Joost look! Roast and boiled cheecan and curry; and look at the garden-stuff. I suppose it's all good to eat, but they're throwing in things I never washed nor boiled before. It's grand, laddies--it's grand! Why, ma word! Hark at 'em! Here's another big boat coming, and the skipper will have to give a great dinner, or we shall never get it all eaten."
"No," cried Poole, "it's a big boat with armed men, and--I say, Fitz, this doesn't mean treachery? No, all right; that's Don Ramon coming on board."
The tremendous burst of cheering from every boat endorsed the lad's words, every one standing up shouting and cheering as the President's craft came nearer, threading its way through the crowd of boats, whose occupants seemed to consider that there was not the slightest risk of a capsize into a bay that swarmed with sharks.
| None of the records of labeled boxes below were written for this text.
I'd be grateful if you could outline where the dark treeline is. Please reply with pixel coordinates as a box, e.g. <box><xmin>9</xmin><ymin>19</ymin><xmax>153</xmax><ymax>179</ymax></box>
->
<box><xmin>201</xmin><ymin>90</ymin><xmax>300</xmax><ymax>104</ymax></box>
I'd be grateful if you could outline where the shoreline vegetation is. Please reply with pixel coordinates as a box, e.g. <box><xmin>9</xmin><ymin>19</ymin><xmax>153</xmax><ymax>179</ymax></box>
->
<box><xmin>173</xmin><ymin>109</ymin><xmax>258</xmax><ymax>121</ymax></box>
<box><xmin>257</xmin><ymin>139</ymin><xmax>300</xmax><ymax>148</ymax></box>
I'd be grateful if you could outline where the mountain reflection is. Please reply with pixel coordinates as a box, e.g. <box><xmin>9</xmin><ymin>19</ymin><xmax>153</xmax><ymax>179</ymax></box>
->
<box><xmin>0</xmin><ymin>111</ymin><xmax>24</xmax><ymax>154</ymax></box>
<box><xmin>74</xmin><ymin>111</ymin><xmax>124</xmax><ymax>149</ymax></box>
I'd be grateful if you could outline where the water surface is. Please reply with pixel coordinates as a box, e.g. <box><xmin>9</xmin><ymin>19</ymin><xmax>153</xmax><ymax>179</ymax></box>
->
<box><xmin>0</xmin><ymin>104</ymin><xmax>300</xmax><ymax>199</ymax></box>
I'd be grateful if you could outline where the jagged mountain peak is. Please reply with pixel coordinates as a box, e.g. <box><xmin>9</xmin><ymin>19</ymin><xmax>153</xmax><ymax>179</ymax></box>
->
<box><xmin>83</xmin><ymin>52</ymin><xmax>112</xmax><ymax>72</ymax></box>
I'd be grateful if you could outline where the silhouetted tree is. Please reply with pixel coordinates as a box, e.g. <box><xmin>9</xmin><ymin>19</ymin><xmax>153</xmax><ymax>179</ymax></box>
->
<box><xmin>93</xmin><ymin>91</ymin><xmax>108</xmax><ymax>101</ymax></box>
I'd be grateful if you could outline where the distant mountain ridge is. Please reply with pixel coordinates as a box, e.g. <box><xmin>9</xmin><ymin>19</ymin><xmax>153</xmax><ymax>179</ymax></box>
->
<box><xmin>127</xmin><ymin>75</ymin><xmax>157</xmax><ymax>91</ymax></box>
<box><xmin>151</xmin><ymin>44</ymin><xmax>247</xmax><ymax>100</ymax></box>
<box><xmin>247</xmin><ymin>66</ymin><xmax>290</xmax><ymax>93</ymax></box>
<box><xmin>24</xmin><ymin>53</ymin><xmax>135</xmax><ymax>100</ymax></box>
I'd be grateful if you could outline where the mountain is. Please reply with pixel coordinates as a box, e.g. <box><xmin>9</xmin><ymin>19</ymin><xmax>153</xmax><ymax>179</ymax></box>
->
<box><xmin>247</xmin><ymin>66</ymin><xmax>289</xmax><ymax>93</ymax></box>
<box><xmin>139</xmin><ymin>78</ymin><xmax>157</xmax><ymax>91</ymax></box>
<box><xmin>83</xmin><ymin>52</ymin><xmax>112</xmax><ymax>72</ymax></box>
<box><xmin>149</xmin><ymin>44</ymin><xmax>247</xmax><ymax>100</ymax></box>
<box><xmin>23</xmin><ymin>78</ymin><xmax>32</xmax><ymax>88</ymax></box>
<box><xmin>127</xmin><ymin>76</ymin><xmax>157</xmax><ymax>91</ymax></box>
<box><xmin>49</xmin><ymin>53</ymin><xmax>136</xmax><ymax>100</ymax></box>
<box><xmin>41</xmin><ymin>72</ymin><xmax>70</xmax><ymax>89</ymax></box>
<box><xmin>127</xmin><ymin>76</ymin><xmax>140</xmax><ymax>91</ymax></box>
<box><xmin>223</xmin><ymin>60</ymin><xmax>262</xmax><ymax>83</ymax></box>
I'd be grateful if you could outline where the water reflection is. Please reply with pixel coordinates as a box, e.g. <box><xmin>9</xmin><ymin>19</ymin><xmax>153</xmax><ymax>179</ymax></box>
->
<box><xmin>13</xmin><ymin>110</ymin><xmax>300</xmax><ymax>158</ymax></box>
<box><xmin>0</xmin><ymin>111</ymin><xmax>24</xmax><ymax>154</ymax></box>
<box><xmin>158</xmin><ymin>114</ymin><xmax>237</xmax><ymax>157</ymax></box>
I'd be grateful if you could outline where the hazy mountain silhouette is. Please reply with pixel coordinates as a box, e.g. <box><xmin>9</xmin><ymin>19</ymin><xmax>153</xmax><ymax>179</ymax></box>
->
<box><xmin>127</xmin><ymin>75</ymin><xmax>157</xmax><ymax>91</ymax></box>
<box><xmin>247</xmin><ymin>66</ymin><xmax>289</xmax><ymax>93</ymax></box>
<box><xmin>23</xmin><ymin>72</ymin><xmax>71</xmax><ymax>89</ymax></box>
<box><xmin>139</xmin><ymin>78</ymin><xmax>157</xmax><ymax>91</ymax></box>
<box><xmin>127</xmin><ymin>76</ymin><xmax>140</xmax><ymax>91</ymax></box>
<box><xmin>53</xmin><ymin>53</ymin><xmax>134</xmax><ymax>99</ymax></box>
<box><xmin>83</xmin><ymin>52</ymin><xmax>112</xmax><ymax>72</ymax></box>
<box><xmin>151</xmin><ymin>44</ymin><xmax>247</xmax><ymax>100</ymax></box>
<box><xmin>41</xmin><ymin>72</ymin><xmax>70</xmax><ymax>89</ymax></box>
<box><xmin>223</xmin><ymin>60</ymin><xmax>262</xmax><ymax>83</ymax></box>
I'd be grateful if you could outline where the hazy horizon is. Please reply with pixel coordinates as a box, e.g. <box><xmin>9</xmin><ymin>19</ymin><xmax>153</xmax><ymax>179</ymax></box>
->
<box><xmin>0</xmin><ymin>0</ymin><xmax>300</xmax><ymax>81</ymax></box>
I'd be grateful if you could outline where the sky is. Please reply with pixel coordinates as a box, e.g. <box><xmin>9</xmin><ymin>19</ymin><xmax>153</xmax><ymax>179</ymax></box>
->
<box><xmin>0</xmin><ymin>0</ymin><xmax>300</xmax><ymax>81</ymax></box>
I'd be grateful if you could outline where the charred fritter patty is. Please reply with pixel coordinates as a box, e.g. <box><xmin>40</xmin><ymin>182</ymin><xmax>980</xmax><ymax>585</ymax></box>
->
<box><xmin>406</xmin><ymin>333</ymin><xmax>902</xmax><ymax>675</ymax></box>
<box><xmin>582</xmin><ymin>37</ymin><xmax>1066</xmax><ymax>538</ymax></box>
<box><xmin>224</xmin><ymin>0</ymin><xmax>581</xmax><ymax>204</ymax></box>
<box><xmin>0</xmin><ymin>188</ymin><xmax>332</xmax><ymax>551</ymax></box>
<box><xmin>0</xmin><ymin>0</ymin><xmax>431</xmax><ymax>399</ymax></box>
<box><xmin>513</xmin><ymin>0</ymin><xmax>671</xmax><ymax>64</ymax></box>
But thanks to the management of Don Ramon's crew, his barge reached the side of the schooner without causing mishap, and he sprang aboard, a gay-looking object in gold-laced uniform, not to grasp the skipper's extended hand, but to fall upon his neck in silence and with tears in his eyes, while directly afterwards the two lads had to submit to a similar embrace.
"Oh, I say," whispered Fitz, as soon as the President had gone below with the skipper; "isn't it horrid!"
"Yes," said Poole; "I often grumble at what I am, only a sort of apprentice aboard a schooner, though I am better off through the dad being one of the owners than most chaps would be; but one is English, after all."
"Yes," said Fitz, with a sigh of content; "there is no getting over that."
Further conversation was ended by the approach of Burgess, the mate, who at a word from the captain had followed him and the President below, and who now came up to them with a peculiar grim smile about his lips, and the upper part of his face in the clouds, as Poole afterwards expressed it, probably meaning that the mate's brow was wrinkled up into one of his fiercest frowns.
"Here," he growled, "you two young fellows have got to go below."
"Who said so?" cried Fitz. "The skipper?"
"No, the President."
"But what for?" cried the middy.
"Oh, I dunno," replied the mate grimly, and with the smile expanding as he recalled something of which he had been a witness. "I thinks he wants to kiss you both again."
"Then I'll be hanged if I go," cried Fitz; "and that's flat!"
"Haw haw!" came from the mate's lips, evidently meant for a laugh, which made the middy turn upon him fiercely; but there was no vestige of even a smile now as he said gruffly, "Yes, you must both come at once. The Don's waiting to speak, and he said that he wouldn't begin till you were there to hear it too."
"Come on, Burnett," said Poole seriously, and then with his eyes twinkling he added, "You can have a good wash afterwards if he does."
"Oh," cried Fitz, with his face scarlet, "I do hate these people's ways;" and then, in spite of his previous remark about suspension, he followed the skipper's son down into the cabin, with Burgess close behind, to find the President facing the door ready to rise with a dignified smile and point to the locker for the boys to take their seats.
This done, he resumed his own, and proceeded to relate to the skipper as much as he could recall of what had been taking place, the main thing being that Villarayo's large force had completely scattered on its way back through the mountains _en route_ to San Cristobal, while Velova and the country round was entirely declaring for the victor, whose position was but for one thing quite safe.
"Then," said the skipper, as the President ceased, "you feel that if you marched for San Cristobal you would gain an easy victory there?"